Deslizo o batom sobre os lábios, pintando-os de vermelho. Me olho no espelho e gosto do resultado: pele bem preparada, delineado e cílios postiços — o batom foi o toque final que fez tudo se destacar. Aah, quase esquecia: passei iluminador. Se não for pra brilhar igual um vagalume, nem passo.
Vesto o body, prendo o fecho e subo o short jeans pelas pernas, ajeitando no quadril. Olho no espelho pra ver se ficou bom: hoje optei por um body rendado preto e short jeans de lavagem escura — um cinto prateado dá o charme que faltava. Até mais cedo pensei em ir de vestido, mas sei que ficaria desconfortável pra dançar, sem contar o medo de levantar a saia e os olhares maliciosos… Não, obrigada.
— Que mulherão! — Falo pra mim mesma no espelho. — Me pegava, foda-se.
Pego o celular: 20h40. Peço um Uber que chega em cinco minutos. Calço os saltos — talvez amanhã acorde com os pés doendo, mas faz tempo que não os uso. E quando os calço, me sinto poderosa. Estranho? Talvez. Mas fico uma bela de uma gostosa assim. Borrifo perfume pra finalizar — passei hidratante antes de começar a me maquiar.
Coloco documento e dinheiro na capinha do celular. Detesto levar bolsa, tudo vai ali mesmo. Desligo as luzes, tranco a porta e deixo a chave debaixo do vaso de flores — não vou arriscar perder a chave bebendo.
Entro no elevador e aperto o térreo.
— Boa noite, Márcio. — Digo ao porteiro.
— Boa noite, Melissa! Já vai aproveitar a vida, né? — Brinca, me fazendo rir.
— Tem que ir, né?
— Isso mesmo, menina. Aproveita bastante.
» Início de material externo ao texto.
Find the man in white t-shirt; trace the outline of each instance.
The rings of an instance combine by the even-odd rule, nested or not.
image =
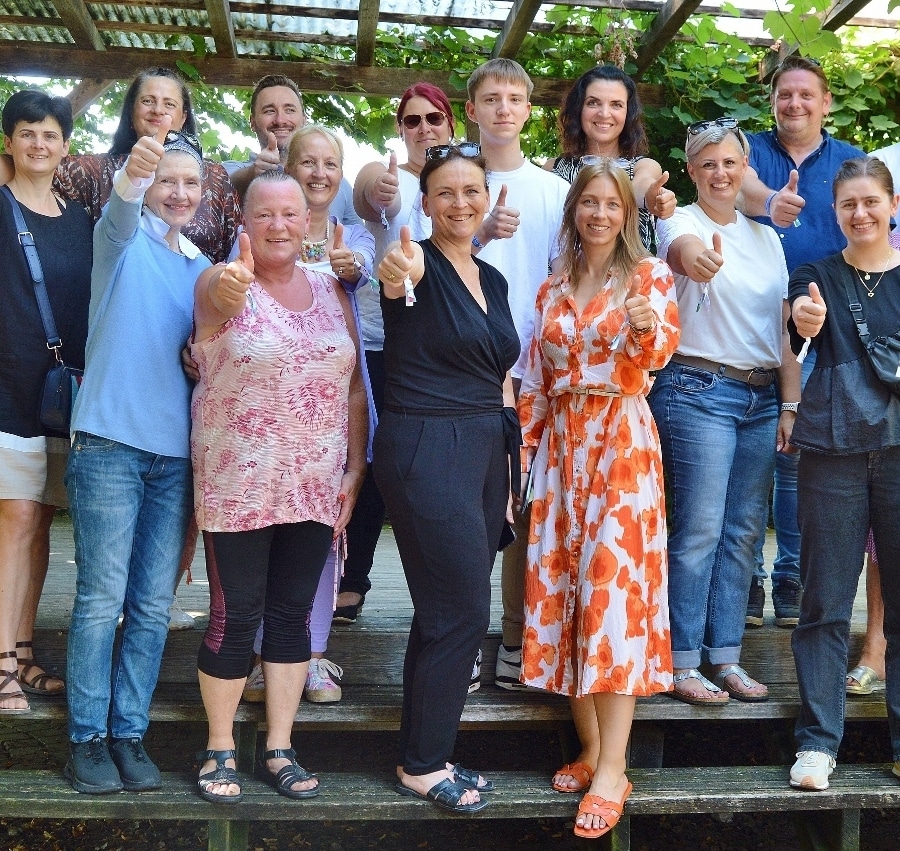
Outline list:
[[[478,125],[481,153],[496,205],[473,240],[478,257],[499,269],[509,284],[509,306],[522,354],[512,369],[518,393],[534,331],[535,297],[556,259],[557,235],[569,184],[522,153],[519,134],[531,115],[534,84],[517,62],[491,59],[467,82],[466,116]],[[522,665],[527,518],[516,524],[516,541],[503,552],[503,643],[495,682],[525,688]],[[473,671],[473,686],[476,672]],[[477,687],[477,686],[476,686]]]
[[[872,151],[869,156],[878,157],[888,167],[891,177],[894,178],[894,194],[900,192],[900,142]]]

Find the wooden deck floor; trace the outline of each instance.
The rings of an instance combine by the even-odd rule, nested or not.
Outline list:
[[[769,570],[775,555],[775,535],[772,530],[765,547],[766,569]],[[193,581],[182,583],[178,589],[178,600],[182,608],[198,617],[198,626],[203,625],[209,615],[209,583],[206,577],[206,563],[203,546],[198,545],[191,568]],[[375,565],[371,574],[372,590],[366,595],[363,618],[366,622],[384,621],[408,623],[412,618],[412,602],[406,589],[403,568],[397,553],[397,546],[390,527],[385,527],[378,542]],[[767,582],[766,629],[775,629],[773,624],[771,589]],[[500,557],[497,557],[492,575],[491,630],[500,630]],[[38,627],[65,629],[72,613],[75,596],[75,548],[72,540],[72,523],[68,515],[60,514],[53,523],[50,534],[50,569],[38,610]],[[864,576],[860,578],[859,589],[853,610],[854,630],[862,629],[866,620]]]

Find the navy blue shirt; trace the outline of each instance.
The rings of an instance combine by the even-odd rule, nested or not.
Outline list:
[[[781,237],[788,272],[793,272],[803,263],[813,263],[841,251],[847,240],[834,214],[831,184],[846,160],[865,154],[823,130],[822,144],[798,167],[781,146],[774,130],[748,133],[747,138],[750,140],[750,165],[769,188],[777,190],[786,185],[791,169],[796,168],[800,173],[797,193],[806,201],[797,219],[800,227],[780,228],[768,216],[752,217],[774,228]]]

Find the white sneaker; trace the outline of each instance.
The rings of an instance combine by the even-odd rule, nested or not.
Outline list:
[[[481,688],[481,660],[482,660],[481,651],[478,651],[478,655],[475,657],[475,664],[472,665],[472,679],[469,681],[469,694],[473,691],[478,691]]]
[[[800,751],[791,769],[791,786],[822,792],[834,771],[834,759],[821,751]]]
[[[340,680],[344,669],[327,659],[310,659],[303,696],[310,703],[337,703],[341,699],[341,687],[332,679]]]
[[[169,629],[193,629],[195,626],[194,619],[181,608],[178,598],[173,597],[169,606]]]
[[[241,696],[247,703],[265,703],[266,681],[263,678],[262,664],[253,666]]]
[[[522,672],[522,648],[510,650],[501,644],[497,649],[497,669],[494,685],[509,691],[525,690],[528,688],[519,682],[519,674]]]

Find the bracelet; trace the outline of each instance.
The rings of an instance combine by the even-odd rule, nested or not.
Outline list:
[[[768,198],[766,198],[766,215],[771,219],[772,213],[770,210],[772,209],[772,199],[777,195],[777,192],[773,192]]]
[[[472,245],[474,245],[475,248],[477,248],[479,251],[484,248],[484,243],[482,243],[482,241],[477,236],[472,237]]]
[[[786,411],[790,411],[792,414],[796,414],[800,409],[799,402],[782,402],[781,403],[781,413],[785,413]]]
[[[631,326],[631,330],[634,332],[636,337],[643,337],[644,334],[649,334],[654,328],[656,328],[656,321],[651,322],[646,328],[635,328],[634,325]]]

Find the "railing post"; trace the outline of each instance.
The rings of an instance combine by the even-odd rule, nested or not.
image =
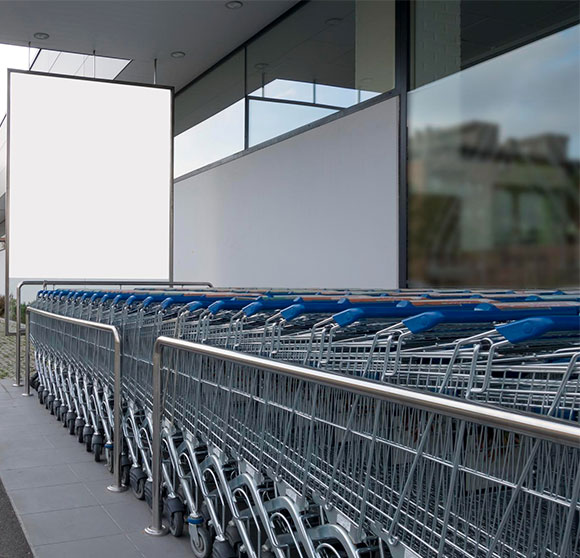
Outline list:
[[[20,315],[20,290],[22,285],[23,281],[18,283],[18,287],[16,287],[16,370],[14,371],[14,387],[20,387],[22,385],[20,383],[20,320],[22,318]],[[5,304],[8,305],[7,318],[10,320],[10,301],[5,301]]]
[[[157,339],[153,346],[153,432],[151,440],[151,489],[153,492],[152,523],[145,529],[148,535],[160,537],[167,534],[162,523],[161,507],[161,351],[163,345]]]
[[[20,339],[20,332],[18,332],[18,337],[16,339]],[[25,397],[32,395],[30,393],[30,308],[26,309],[26,334],[25,334],[25,342],[26,342],[26,354],[24,355],[25,360],[25,369],[24,369],[24,395]],[[18,360],[20,360],[20,351],[18,351]]]
[[[113,342],[115,343],[115,356],[113,371],[115,375],[115,385],[113,393],[113,479],[114,484],[107,486],[110,492],[125,492],[126,486],[121,482],[121,452],[123,449],[123,429],[121,427],[121,414],[123,405],[121,404],[121,336],[115,328],[113,331]]]
[[[30,395],[30,315],[38,314],[39,316],[46,316],[53,320],[59,322],[65,322],[68,324],[76,324],[82,327],[87,327],[90,329],[97,329],[100,331],[106,331],[113,336],[113,343],[115,347],[114,352],[114,362],[113,362],[113,375],[114,375],[114,386],[113,386],[113,479],[114,482],[111,486],[108,486],[108,490],[111,492],[124,492],[127,487],[121,482],[121,452],[123,449],[123,429],[121,428],[121,335],[119,330],[111,324],[102,324],[99,322],[90,322],[88,320],[81,320],[79,318],[72,318],[70,316],[60,316],[59,314],[53,314],[52,312],[46,312],[45,310],[39,310],[38,308],[28,307],[26,309],[27,320],[26,320],[26,371],[25,371],[25,383],[24,383],[24,393],[23,395]]]

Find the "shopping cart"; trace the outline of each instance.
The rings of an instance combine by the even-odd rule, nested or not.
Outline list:
[[[251,557],[279,558],[396,556],[398,549],[421,556],[526,556],[525,548],[538,552],[537,541],[547,534],[552,540],[538,556],[567,556],[562,549],[578,554],[578,490],[570,492],[567,484],[577,467],[574,452],[556,452],[551,463],[558,474],[550,476],[556,469],[549,469],[542,481],[549,484],[558,476],[566,485],[548,491],[560,507],[552,502],[534,512],[540,519],[544,512],[556,514],[554,521],[565,526],[563,542],[553,532],[556,523],[549,522],[546,530],[534,527],[529,547],[523,538],[514,542],[513,513],[531,513],[538,502],[548,501],[542,487],[518,489],[529,509],[510,504],[498,524],[486,523],[487,515],[477,522],[474,510],[488,506],[498,512],[501,506],[491,494],[507,494],[514,483],[517,488],[525,467],[535,475],[542,471],[526,465],[540,450],[526,453],[520,434],[509,428],[461,426],[436,413],[419,419],[417,409],[383,401],[380,408],[379,403],[361,406],[353,394],[326,399],[326,388],[306,389],[283,375],[227,363],[216,367],[211,359],[171,351],[164,357],[171,373],[163,381],[163,429],[154,434],[152,349],[159,336],[306,364],[341,378],[397,383],[420,394],[438,391],[453,395],[458,405],[472,399],[561,417],[566,424],[577,421],[574,293],[345,294],[57,291],[39,293],[35,306],[119,329],[123,481],[153,504],[153,448],[160,440],[170,527],[179,535],[188,524],[199,557],[212,547],[216,558],[229,558],[236,548]],[[530,297],[534,300],[526,302]],[[469,319],[459,319],[459,313]],[[521,321],[510,322],[534,314],[544,326],[547,319],[556,322],[522,339]],[[74,432],[82,434],[95,458],[105,442],[111,463],[113,410],[121,406],[111,399],[109,341],[48,318],[31,315],[30,322],[41,398],[51,401],[57,418],[65,411],[67,425],[73,418]],[[381,409],[388,412],[383,416]],[[376,472],[378,455],[385,459],[384,478]],[[548,462],[543,459],[542,466]],[[464,508],[447,506],[445,486],[448,493],[463,486]],[[429,499],[429,490],[438,491],[436,497]],[[456,542],[449,546],[448,539]]]

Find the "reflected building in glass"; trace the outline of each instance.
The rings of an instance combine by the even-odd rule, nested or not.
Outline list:
[[[575,284],[580,161],[569,138],[499,138],[489,122],[410,138],[415,285]]]

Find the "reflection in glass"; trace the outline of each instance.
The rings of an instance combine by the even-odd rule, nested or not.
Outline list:
[[[228,58],[175,97],[174,176],[244,149],[244,53]]]
[[[447,70],[409,94],[410,285],[578,285],[580,27]]]
[[[174,176],[178,178],[244,149],[244,101],[214,114],[174,140]]]
[[[250,145],[281,136],[335,112],[314,106],[250,101]]]
[[[309,2],[250,43],[250,98],[312,105],[251,102],[250,145],[391,90],[394,26],[390,0]]]

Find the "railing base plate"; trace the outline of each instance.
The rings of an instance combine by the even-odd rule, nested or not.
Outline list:
[[[157,527],[152,527],[150,525],[149,527],[145,528],[145,532],[148,535],[151,535],[152,537],[162,537],[163,535],[167,535],[169,529],[165,527],[165,525],[162,525],[161,529],[158,529]]]

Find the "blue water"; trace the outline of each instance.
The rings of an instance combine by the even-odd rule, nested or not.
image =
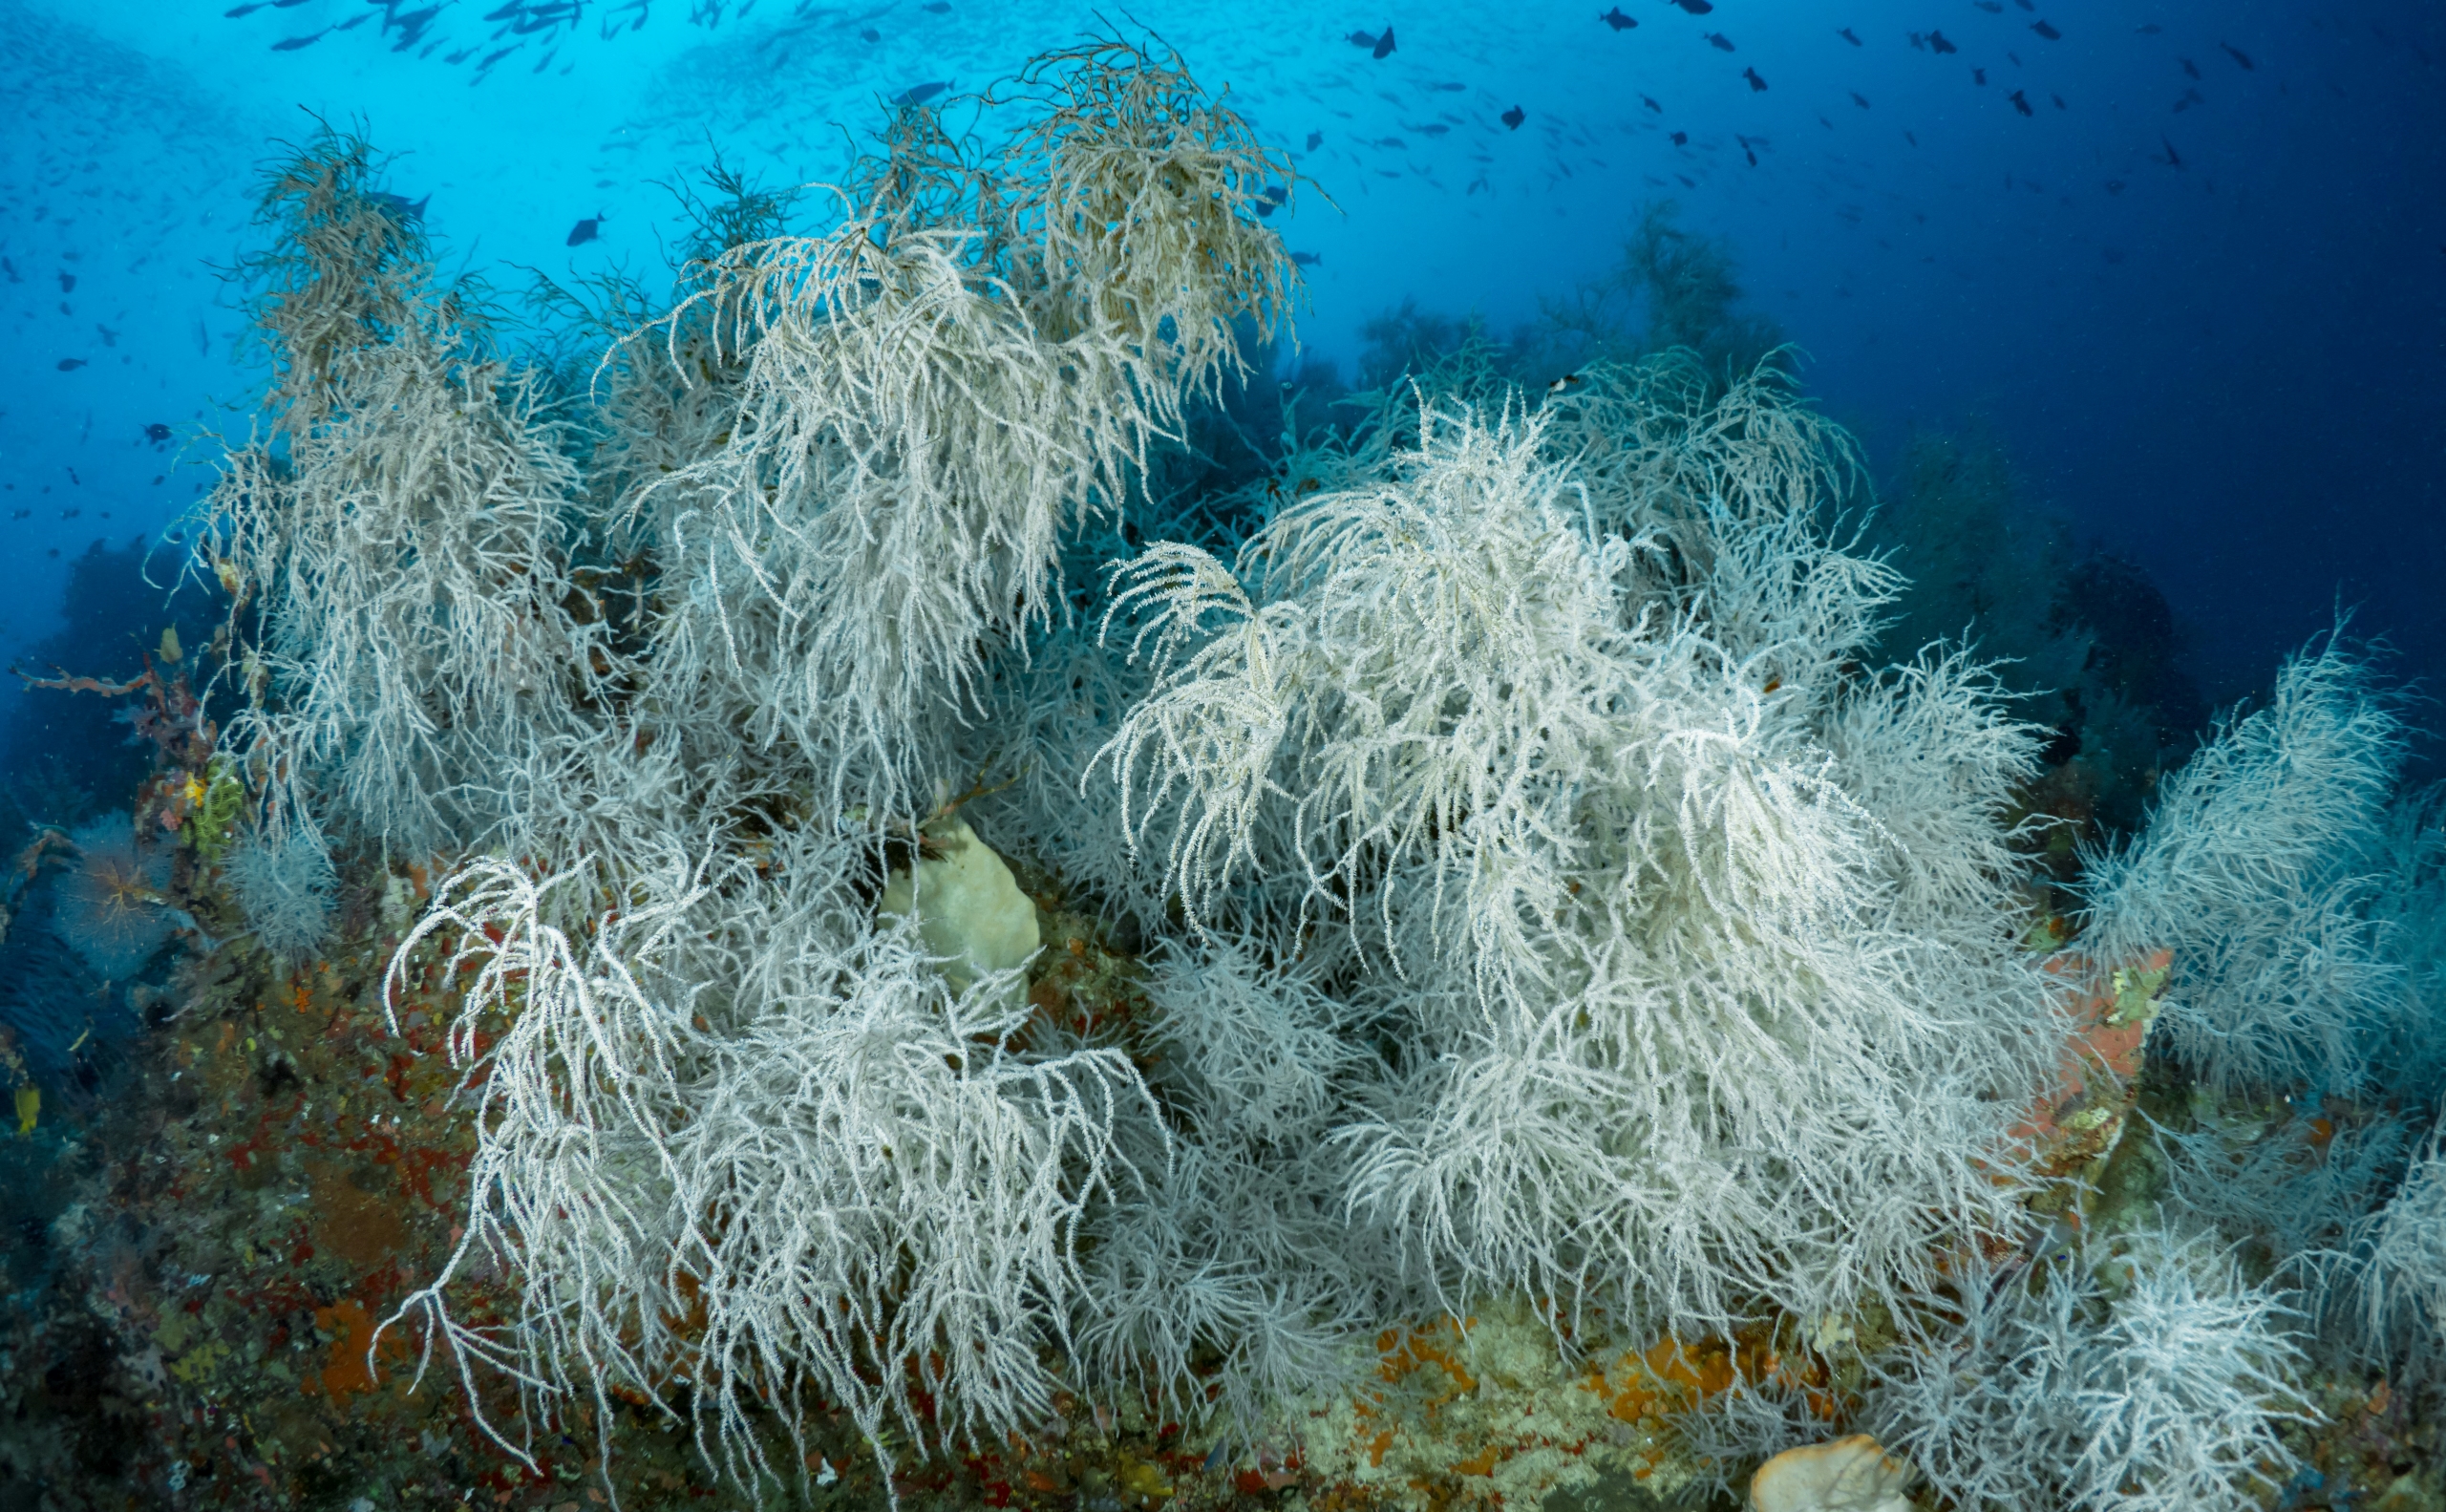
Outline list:
[[[88,543],[169,525],[211,434],[244,434],[261,374],[214,269],[252,245],[255,166],[311,117],[396,155],[447,270],[658,287],[660,185],[709,146],[819,181],[889,96],[981,88],[1098,24],[976,0],[223,9],[0,4],[0,504],[30,511],[0,519],[11,654],[58,629]],[[2211,698],[2339,604],[2403,671],[2446,667],[2446,11],[1625,0],[1637,25],[1616,28],[1598,9],[1130,14],[1329,196],[1278,223],[1320,259],[1311,356],[1347,370],[1359,324],[1405,297],[1508,327],[1670,197],[1729,239],[1873,458],[1985,422],[2030,507],[2164,590]],[[1387,24],[1386,56],[1348,40]]]

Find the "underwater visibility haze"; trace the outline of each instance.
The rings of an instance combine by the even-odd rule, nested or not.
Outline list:
[[[0,1506],[2446,1507],[2446,16],[0,39]]]

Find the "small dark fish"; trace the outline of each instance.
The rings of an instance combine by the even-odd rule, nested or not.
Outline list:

— Pode deixar. — Sorrio e saio do prédio.
O Uber já chegou. Entro no carro e me acomodo no banco de trás.
— Boa noite. — Fecho a porta.
— Boa noite. — Responde, dando partida. — Comunidade da Maré, é isso mesmo? — Confirmo com um murmúrio.
No caminho, troco mensagens com Gabriel. Vou chegar um pouquinho atrasada. Falo pra ele ir na frente que nos encontramos lá — sábado, trânsito tá uma confusão. Faço um boomerang e deixo pra postar depois.
Uns vinte minutos depois, o motorista para em frente à barreira. Vejo alguns homens ao longe.
— A senhorita tem certeza que é aqui? — Me pergunta pelo retrovisor.
— Absoluta. — Entrego o dinheiro. — Boa noite.
— Boa noite. Toma cuidado, aqui é perigoso. — Fala antes que eu saia.
O perigo sou eu.
Não acredito que vou ter que subir esse morro de salto. Respirei fundo e fui. Ao me aproximar da barreira, vejo quatro homens armados.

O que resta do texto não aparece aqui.